Die Zeit: Der Osterzeit ist die Weihnachtszeit und dieser wiederum die Adventszeit mit der Vorbereitung des Menschen auf die Menschwerdung Gottes vorgeschaltet und diese dauert bis Mariä Lichtmess, denn bis der geistige Geburtsprozess all jener, die an diese Geburt des Erlösers glauben, sowie auch jener anderen, die davon mitgeprägt werden, deren Herz, Geist und Körper durchdrungen hat, ist Zeit erforderlich, weil alles Geschaffene mit seinen vitalen Prozessen, insbesondere auch der Mensch, der Zeit unterworfen ist. Die winterlich-weihnachtliche Zeit, die eine Einkehr und In-sich-Kehrung des Menschen, synchron mit dem Ruhen der Natur und ihren Prozessen bewirkt, ist für eine Reflektion über die Zeit, wie auch der Ewigkeit und deren Interdependenz in natürlicher Weise geeignet.

Obschon Ostern vor der Tür steht, möchten wir einen Moment über die Zeit nachdenken, weil sie den Menschen fundamental und vielschichtig bedingt und die wiederkehrenden Festtagsrituale der Zeitdauer Struktur und Sinn verleihen. Sie hat einen Bezug, laut gewisser Neurophysiologen, zur Psyche, im Gegensatz zum Raum, der dem Körper zu entsprechen scheint. Erstere hat einen Bezug zur linken und analytischen, sprachlichen…Gerhirnhemisphäre, letzterer zur rechten, schweigend, synthetisch-intuitiven…

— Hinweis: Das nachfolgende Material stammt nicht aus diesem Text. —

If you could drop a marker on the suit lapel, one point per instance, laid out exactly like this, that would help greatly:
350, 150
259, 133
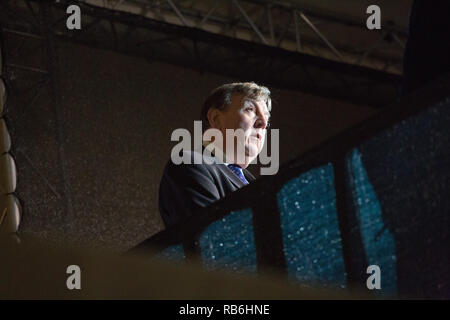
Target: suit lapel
234, 178
248, 175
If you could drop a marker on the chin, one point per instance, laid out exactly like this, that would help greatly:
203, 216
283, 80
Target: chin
252, 151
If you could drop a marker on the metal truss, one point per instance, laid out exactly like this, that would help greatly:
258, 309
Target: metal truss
30, 61
278, 24
249, 43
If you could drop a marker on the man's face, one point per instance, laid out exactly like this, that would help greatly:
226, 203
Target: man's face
249, 115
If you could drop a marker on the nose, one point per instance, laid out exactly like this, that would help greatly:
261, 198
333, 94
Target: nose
261, 122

Auch von der Warte der südasiatischen Philosophie betrachtet scheint Zeit, Psyche und Intellekt in einem Bezug zu stehen. Die Sanskrit Begriffe Manas und Buddhi scheinen die hemisphärischen Komplementarität zu reflektieren, wobei der Manas, laut der Kardiologin und Bewusstseinsforscherin Dr. Thérèse Brosse, der linken Hemisphäre zuordenbar wäre. Indes, die Neurophysiologie ist eine vergleichsweise junge Wissenschaft, während die Weisen schon vor Jahrtausenden diesbezüglich Erkenntnis, unter anderem auch im Hinblick auf das Geheimnis der Zeit und ihrer Transzendierung zum Zwecke der Befreiung oder Erlösung aus der Bedingtheit durch die Zeit gesucht haben, denn in deren kulturell-spirituellem Verständnis kann man das Rad der durch das Karma bedingten Wiedergeburten, die durch Ursache-Wirkung Beziehungen im Bereich der Zeitlichkeit gekennzeichnet sind, entrinnen. Transzendierung würde also eschatologisch zur Befreiung führen, weil es dazu tendieren würde, das Schicksalsrad oder das Rad der Wiedergeburten anzuhalten. Psychologisch, etwa im Verständnis des Weisen Krishnamurti, führt die Transzendierung der Zeit und somit des Mentalbereichs, der in der Zeit entstanden ist, zur Dekonditionierung des Menschen, also zur Befreiung von seinem gesamten mentalen Ballast und somit zu einer Form des reinen Bewusstseins; einer höchst denkbaren psychologischen Hygiene. Diese Erlösung des Menschen von innen her geschieht über den psychologischen Sieg über die psychologische Zeit, während die christliche basierte Erlösung als ein Akt der Gnade Gottes ebenso den Sieg über die Zeit involviert und nicht menschliches Verdienst ist. Beide Ansätze suchen das Heil des Menschen, der eine ist vorwiegend anthropozentrisch, der andere eher theozentrisch. New Age Synkretismus sucht bisweilen beide zu amalgamieren, insbesondere im Westen, durch innere Techniken. Doch selbst der Dalai Lama weist jene Wahrheitssucher auf die Erfordernis der vorrangigen Erkenntnis der eigenkulturellen Wege hin.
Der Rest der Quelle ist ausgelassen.